Pocahontas School Superintendent Discusses PRO Officer With County Commissioners
Marlinton, WV – Pocahontas County Schools Superintendent CC Lester would like to have a Prevention Resource Officer in the county school system. Although not on the agenda, he spoke to the Pocahontas County Commissioners about the program during their regular meeting Tuesday night.
The PRO officer program is funded by grants from the West Virginia Division of Criminal Justice Services. These officers are meant to be a positive role model and mentor for middle and high school students. Pocahontas is one of 23 counties in the state that doesn’t have a PRO officer.
Wayne Plummer, now a Magistrate in Nicholas County, was one of the PRO officers at Richwood Jr. high School when Mr. Lester was Principal.
“I was a Deputy Sheriff in Nicholas County for thirty years; two of those years I spent at Richwood Jr. High, Mr. Lester was the Principal” says Plummer. “From a selfish standpoint of me, it was the best two years I had. When you think of a PRO officer, don’t think of a security officer; we get a lot of character classes.

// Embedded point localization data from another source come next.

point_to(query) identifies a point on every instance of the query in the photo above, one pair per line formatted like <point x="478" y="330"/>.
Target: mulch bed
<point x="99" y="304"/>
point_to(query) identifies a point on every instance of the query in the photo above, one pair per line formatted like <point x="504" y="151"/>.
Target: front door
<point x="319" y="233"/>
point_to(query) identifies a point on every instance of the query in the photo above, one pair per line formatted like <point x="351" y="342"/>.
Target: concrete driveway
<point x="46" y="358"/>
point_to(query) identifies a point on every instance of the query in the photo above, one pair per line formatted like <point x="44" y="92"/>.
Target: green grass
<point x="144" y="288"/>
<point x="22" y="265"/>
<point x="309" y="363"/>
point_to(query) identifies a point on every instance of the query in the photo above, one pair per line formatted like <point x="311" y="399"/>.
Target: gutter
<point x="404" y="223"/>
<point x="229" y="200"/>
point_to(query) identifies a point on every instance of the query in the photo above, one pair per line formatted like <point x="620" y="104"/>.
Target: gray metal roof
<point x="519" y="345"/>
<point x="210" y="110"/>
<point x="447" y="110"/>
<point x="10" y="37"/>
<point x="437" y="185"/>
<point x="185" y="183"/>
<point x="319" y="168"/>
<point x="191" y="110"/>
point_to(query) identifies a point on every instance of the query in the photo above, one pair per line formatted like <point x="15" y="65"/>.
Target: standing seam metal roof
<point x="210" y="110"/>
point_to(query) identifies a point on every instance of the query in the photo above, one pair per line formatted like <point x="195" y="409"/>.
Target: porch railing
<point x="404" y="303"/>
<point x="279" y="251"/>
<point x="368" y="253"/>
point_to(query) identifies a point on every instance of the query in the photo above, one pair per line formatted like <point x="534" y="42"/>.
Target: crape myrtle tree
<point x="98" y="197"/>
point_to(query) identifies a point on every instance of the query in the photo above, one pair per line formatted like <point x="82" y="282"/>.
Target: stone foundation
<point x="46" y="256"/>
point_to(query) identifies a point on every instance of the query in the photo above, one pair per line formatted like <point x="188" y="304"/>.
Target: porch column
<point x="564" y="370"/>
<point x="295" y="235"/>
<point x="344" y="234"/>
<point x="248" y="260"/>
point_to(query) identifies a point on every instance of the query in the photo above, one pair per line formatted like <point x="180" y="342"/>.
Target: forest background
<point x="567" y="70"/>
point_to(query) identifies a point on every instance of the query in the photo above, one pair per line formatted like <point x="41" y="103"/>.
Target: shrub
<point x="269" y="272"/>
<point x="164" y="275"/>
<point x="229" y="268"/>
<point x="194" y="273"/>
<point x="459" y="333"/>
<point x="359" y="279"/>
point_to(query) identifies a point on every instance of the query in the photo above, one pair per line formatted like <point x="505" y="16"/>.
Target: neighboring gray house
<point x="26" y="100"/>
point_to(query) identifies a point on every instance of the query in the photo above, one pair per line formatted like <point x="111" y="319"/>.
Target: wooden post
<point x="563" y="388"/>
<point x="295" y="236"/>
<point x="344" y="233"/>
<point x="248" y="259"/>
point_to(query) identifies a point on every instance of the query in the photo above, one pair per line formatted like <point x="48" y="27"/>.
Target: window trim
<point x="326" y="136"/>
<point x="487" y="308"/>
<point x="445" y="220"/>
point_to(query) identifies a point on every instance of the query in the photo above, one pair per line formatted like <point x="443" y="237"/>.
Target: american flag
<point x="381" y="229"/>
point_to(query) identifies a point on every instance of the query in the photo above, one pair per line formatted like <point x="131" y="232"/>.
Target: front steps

We didn’t just stand around we actually went into the classroom. I don’t know that a week would ever go by when that I wasn’t in some classroom teaching some type of class.”
Plummer says once the program was established, both students and parents came to rely on the program as evidenced in the feedback from annual surveys conducted by the Division of Criminal Justice.
“When you saw the feedback you got from the kids – they wanted us there; the teachers used me a lot” says Plummer. “I can’t speak highly enough about the program.”
Plummer explains how the program was paid for in Nicholas County, starting with a grant from the WV Division of Criminal Justice.
“So they’ll pay up to 75% of the officers salary to start it out” he says. “The [Nicholas] County Commission and the grant paid it; as money got tighter, we got money from the Board of Education. You have a match, usually about 10 percent, and we got the Board of Education to pay the cash match. Nicholas County now has four PRO’s [and] as you go, it costs you a little bit more, but they’re at least still 50 percent funded.”
There is a question of whether or not the Pocahontas County Board of Education would be able to provide any money for this request. Repeated requests from the Pocahontas County Free Libraries for additional funding to provide library services to children at Marlinton and Hillsboro Elementary schools have so far been denied. The Board says they don’t have the extra money to spend on those services. But without that money, Libraries Director Allen Johnson says they’ll have no choice but to discontinue those services in March.
And this is not the first time the Pocahontas County Commission has discussed a request for a PRO officer. However when the subject was broached last year, they were reluctant to pursue it because of questions of funding the position once the grant money is exhausted. Nevertheless, Commissioner Fleming asked that it be added to the agenda for the next Commission meeting.